Data format input

[sebgoti]

Hi, would it be possible to get some additional documentation regarding the data format in which the images need to be stored? From the basic example it seems like both reference image and altered images must be stored as a single stack.

[BioinfoTongLI]

Hello, @sebgoti. This code is currently a step inside a pipeline. So the input of this registration should be the output of https://github.com/BayraktarLab/feature_reg. Hopefully this helps. Best, Tong

[sebgoti]

Hi @BioinfoTongLI , thank you very much for your reply. I was wondering if there was some reason behind the choice of using OME TIFF as the input format?

[BioinfoTongLI]

Hi @sebgoti , np! I would say it's simply because it is almost THE most open microscopy image file format. As I briefly mentioned, we run pipelines as Sanger. So having an community-widely-used open file format is crucial for long-term support/code maintenance. Hope this answers your question. Best, Tong

[sebgoti]

Hi @BioinfoTongLI, thanks for your response and apologies for the late reply. I guess my question was tailored towards knowing if the data format was a requirement for the OpticalFlow algorithm from OpenCV that you are using. I have been facing some issues when applying it to non-stacked images. Do you happen to know/have any demo with this functions?

[BioinfoTongLI]

Oh sorry. I see the problem. I may have an idea about it. But @VasylVaskivskyi who is the developer of this algorithm will be able to elaborate more. As far as I can tell, different cycles that need to be aligned are identified using channel names (c01 DAPI, c02 DAPI, c03 DAPI etc) embedded within OME.tiff.
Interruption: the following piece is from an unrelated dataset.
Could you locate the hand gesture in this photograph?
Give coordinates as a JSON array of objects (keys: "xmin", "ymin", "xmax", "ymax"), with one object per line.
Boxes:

So yea, you wil have issues with non-stacked images. @VasylVaskivskyi How difficult will it be to take different file formats ? We may want to use ome.zarr as input in the future as well.

[VasylVaskivskyi]

Hi @sebgoti, having OME-TIFF as input format is not a requirement for the algorithm that does the alignment, it is just the way that we use data in the lab. We developed a pipeline and this method is a part of it. Image tiles -> Stitching -> Crude linear registration -> Fine non-linear registration. This method is intended to align multicycle imaging experiments, and it expects some metadata to be able to match channels across cycles (e.g. DAPI in cycle one to DAPI in cycle two), that's why we need OME metadata. It is primarily used to align already stitched images. Do you want to use it to register image series? Why you don't want to use stacks or OME-TIFFs?

[sebgoti]

Hi @VasylVaskivskyi, thanks for joining the discussion. At the moment I am decoding ISS samples with an in-house module that wraps around StarFISH, so rather than using external packages for different steps my aim is to add implementations to our current pipeline so we can have everything in the same place. We have an anchor image and then do a global linear registration of every cycle (using only DAPI). Though we already have good results I would like to know to what degree are local deformations affecting our analysis.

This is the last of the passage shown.